I worried that it might be a chore to work on this every day, but in fact I look forward to stitching a daily section. I sew every day anyway, so it’s just a matter of making a separate space for it. I don’t always like what I’ve stitched, but it surprises me to find that I don’t mind that so much. These are days, and some days are great, and some days are not so good. Most days are a mixture of the two.

Top left, January 2022

I set out with the premise that this would be just thread on a single piece of cloth, so no lining, backing, applique, paint, dye, or patching. I hardly ever sew on a single layer, and whereas I usually bury thread ends etc between layers, I really wanted the back to be visible on this one. I’m already finding it challenging that the background is always white, which is also unusual for me. Some days I have wanted to stitch a white thread on a coloured ground, but I said no paint or dye, so the only way to colour the ground is to fill it with stitch and then stitch over it. That has been working just fine.

Stitch journal ready to unroll

I see this as less of a personal diary and more as a universal marker of time, a record of the passing days, the turning of the wheel. We all live through the same day, at the same time if we’re in the same time zone, and the days mean different things to all of us. I find there is something very moving about witnessing the passage of time in this way, and to see it recorded on a roll of cloth.

The rest of the year awaits

I look at the blank outlined blocks and think of the days and weeks ahead, and wonder what they will bring.

Stitch journal for 2022

Here we are in a whole new January, and a happy new year to you. One of the things I’ve been wanting to make for a while now is a stitch journal – some sort of ongoing cloth with a little stitching every day. I sew most days anyway, of course, but hardly ever in the same place. I’ve often thought it would be interesting to see how the threads of days join up over time. I don’t keep a written diary or journal, because not that much happens in my life – which is just the way I like it, incidentally. A new year seems like a good time to start.

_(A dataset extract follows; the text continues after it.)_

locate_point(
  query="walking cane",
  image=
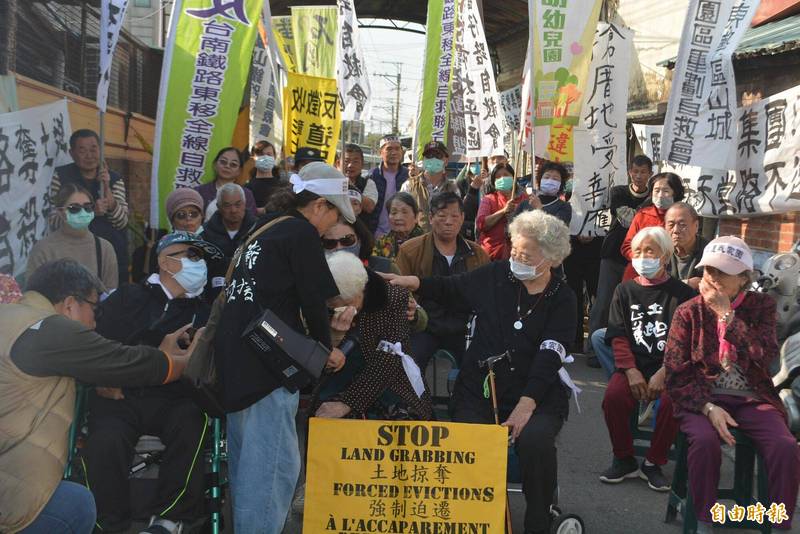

I’m using a long strip torn from an antique linen sheet, about 12″ wide and about 8 feet long, and I’ve mapped out a block of 31 fields that I can use as a template for each month – obviously, some months are shorter than that so I can adapt the template as necessary. Each monthly block is about 8″ x 10″ altogether, so each daily field is an inch and a half or so. I will fill in a field every day for the rest of this year, and I’m hoping that the end result will look something like a cross between a map and a path through the year.

I really want this to be just thread, on one single layer of cloth – so no patching, applique, layering, lining, etc – just thread, whatever happens to be at hand, and whatever kind of stitch presents itself on the day. I will let it unfold in its own way and in its own time, and create an overall pattern (or not) as time goes by. Because I don’t know how this is going to go, I’m starting with very simple running stitches, but I think that will change as I settle in to working with this cloth.

I’m really looking forward to seeing how this unfolds. The older I get, the more quickly time seems to pass, and the more precious time seems. I’m hoping that a daily stitch journal will help me to slow down more and notice each single day for the gift that it is.